GUEST VIEWPOINT: Beware of Obamacare Open Enrollment Bogus Association and Union Health Plans
James Newhouse | November 2019
Last year, the Trump Administration finalized a rule that allows small businesses and self-employed individuals to band together to obtain access to large group health plans, which seem to be less expensive, but with few protections under the Affordable Care Act. The rule, which was promulgated by the U.S. Department of Labor, is titled “Definition of ‘Employer’ Under Section 3(5) of ERISA—Association Health Plans (AHPs).”
A BIG Red Flag
AHPs provide a way for self-employed individuals and small businesses to purchase large group health plans. These health plans have a darker side: They have a long history of fraud and abuse that have left employers and self-employed people with hundreds of millions of dollars in unpaid medical bills. The problems are described in dozens of court cases and enforcement actions taken over more than a decade by federal and state officials who regulate the type of plans President Trump is promoting.
The Labor Department has subsequently targeted unscrupulous promoters, third-party marketing and/or billing companies and insurance agents who sell the promise of inexpensive health benefit insurance, who could default on their obligations. In several cases, people managing the plans diverted premiums to their personal use. The plans often require joining a union to look legitimate, or had medical underwriting to weed out people with any medical problems. They typically charge a sign up and ongoing fee on top of the premiums.
Why Would Unions Sell Memberships Through Insurance Brokers?
Insurance is a benefit of joining a union, but a union is not supposed to exist just to offer health benefits. Selling the plan through brokers suggests people are joining for the health benefits, with no need for union representation. The Department of Labor says it is perfectly legal for unions to sell their health plans through a broker, but if you’re getting an association or union health plan, you should contact your state insurance department to verify if the plan is approved and licensed in the state.
The big problem is these fraudulent association health plans have left hundreds of thousands of people with unpaid claims. They operate in a regulatory never-never land between the Department of Labor and state insurance regulators. Last year, a Texas-based association plan, administered by Black Wolf Consulting based in Illinois, was marketed by a firm in New York. When it ran out of money, it left 14,000 members with $20 million in unpaid claims. Ask yourself if a plan becomes insolvent, who will help me? If your claim is denied, or what they’re willing to pay is determined by your plan sponsor, your broker can’t help and his E&O may not cover insurance fraud.
There had been some debate regarding the final rule’s ability to circumvent state regulation of AHPs.

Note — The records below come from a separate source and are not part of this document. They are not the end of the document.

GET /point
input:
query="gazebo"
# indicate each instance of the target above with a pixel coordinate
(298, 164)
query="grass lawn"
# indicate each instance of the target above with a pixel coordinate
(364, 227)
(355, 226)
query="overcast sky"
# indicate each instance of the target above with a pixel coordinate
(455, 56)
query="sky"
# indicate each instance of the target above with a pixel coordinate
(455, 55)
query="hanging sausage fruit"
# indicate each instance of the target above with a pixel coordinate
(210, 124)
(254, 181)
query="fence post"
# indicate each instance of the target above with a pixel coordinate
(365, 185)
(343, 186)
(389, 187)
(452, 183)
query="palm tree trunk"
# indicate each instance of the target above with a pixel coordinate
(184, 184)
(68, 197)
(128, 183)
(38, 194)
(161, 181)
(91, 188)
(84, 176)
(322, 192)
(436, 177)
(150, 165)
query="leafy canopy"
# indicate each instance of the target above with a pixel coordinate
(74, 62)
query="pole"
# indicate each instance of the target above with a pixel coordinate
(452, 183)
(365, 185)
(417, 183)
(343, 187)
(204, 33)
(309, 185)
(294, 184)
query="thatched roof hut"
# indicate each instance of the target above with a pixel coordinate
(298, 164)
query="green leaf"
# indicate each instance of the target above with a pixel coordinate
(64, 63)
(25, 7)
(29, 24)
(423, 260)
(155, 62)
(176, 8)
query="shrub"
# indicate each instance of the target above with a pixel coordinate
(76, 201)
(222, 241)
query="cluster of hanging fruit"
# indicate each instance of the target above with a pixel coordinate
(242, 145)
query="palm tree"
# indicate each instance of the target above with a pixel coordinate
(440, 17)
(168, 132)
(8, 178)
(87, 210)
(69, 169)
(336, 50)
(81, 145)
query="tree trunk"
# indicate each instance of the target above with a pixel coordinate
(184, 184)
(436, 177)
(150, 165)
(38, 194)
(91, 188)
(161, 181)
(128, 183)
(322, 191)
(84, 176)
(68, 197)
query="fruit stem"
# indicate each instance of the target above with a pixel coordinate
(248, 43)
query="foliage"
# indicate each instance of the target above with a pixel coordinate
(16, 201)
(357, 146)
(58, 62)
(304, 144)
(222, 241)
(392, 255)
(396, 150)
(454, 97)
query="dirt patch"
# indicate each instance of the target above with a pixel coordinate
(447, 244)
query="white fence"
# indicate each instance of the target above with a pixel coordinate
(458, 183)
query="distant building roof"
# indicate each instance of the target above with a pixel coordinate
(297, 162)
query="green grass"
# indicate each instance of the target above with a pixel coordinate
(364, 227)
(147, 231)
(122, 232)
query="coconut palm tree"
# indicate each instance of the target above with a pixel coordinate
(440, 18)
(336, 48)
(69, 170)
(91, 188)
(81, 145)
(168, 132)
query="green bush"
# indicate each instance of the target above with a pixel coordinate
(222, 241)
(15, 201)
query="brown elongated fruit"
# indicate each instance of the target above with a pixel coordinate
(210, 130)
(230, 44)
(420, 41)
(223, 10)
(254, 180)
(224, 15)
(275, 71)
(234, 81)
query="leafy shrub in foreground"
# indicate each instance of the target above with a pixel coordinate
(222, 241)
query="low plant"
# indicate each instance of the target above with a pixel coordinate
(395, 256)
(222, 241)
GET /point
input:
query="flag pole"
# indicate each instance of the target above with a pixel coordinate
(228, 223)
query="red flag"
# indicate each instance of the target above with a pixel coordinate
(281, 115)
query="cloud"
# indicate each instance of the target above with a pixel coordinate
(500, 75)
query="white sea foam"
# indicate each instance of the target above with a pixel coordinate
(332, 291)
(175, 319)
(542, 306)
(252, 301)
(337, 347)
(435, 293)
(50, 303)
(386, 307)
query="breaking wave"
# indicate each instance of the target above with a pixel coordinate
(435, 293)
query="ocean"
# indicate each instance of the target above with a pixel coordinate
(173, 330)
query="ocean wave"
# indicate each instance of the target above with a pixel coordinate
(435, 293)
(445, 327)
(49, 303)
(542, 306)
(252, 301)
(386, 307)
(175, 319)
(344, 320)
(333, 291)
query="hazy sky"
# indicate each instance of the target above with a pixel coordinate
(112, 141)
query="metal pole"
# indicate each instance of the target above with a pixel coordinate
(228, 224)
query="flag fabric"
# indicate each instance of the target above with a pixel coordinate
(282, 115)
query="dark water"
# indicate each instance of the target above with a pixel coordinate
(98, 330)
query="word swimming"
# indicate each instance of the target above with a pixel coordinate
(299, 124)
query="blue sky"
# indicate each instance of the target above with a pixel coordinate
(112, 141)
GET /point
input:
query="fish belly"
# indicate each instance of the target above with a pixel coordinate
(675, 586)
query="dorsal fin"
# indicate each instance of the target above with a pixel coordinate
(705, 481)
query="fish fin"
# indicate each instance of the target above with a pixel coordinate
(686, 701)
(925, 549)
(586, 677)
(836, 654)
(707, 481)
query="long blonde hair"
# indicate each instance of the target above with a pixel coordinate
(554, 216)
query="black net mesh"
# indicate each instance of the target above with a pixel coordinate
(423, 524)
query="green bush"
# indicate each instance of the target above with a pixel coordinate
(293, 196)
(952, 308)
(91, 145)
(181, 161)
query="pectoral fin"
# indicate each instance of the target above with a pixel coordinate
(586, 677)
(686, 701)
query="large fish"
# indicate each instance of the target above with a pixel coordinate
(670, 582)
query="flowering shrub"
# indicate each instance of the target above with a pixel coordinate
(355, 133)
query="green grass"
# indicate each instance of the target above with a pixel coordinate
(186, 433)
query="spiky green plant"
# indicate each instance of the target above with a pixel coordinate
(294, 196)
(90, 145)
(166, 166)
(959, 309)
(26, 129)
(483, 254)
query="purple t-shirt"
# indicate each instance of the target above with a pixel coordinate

As states have varying degrees of regulation of multi-employer welfare arrangements and AHPs, with some states like New York effectively banning these entities from operating.
Many fear that the AHPs, allowed by virtue of the implementation of this final rule, will attract people since the AHPs are less comprehensive and thus cost less. Moreover, AHP enrollees may be at risk of higher out-of-pocket costs due to the ability of such plans to avoid the protections of the ACA. The effects of this regulatory initiative to broaden access to AHPs will soon be seen, though they will be tempered by state efforts to ensure that such products meet state standards and are not deceiving or misleading to enrollees.
People who want to buy health insurance through a broker, or third-party marketing firm should ask whether the plan they are contemplating purchasing is not only compliant with the Affordable Care Act, but why there are any medical questions, and whether it covers all pre-existing conditions? Is it fully insured by the insurance company providing the network, or is the plan self-funded by the association? And last but not least, is it approved for sale in the state in which you reside.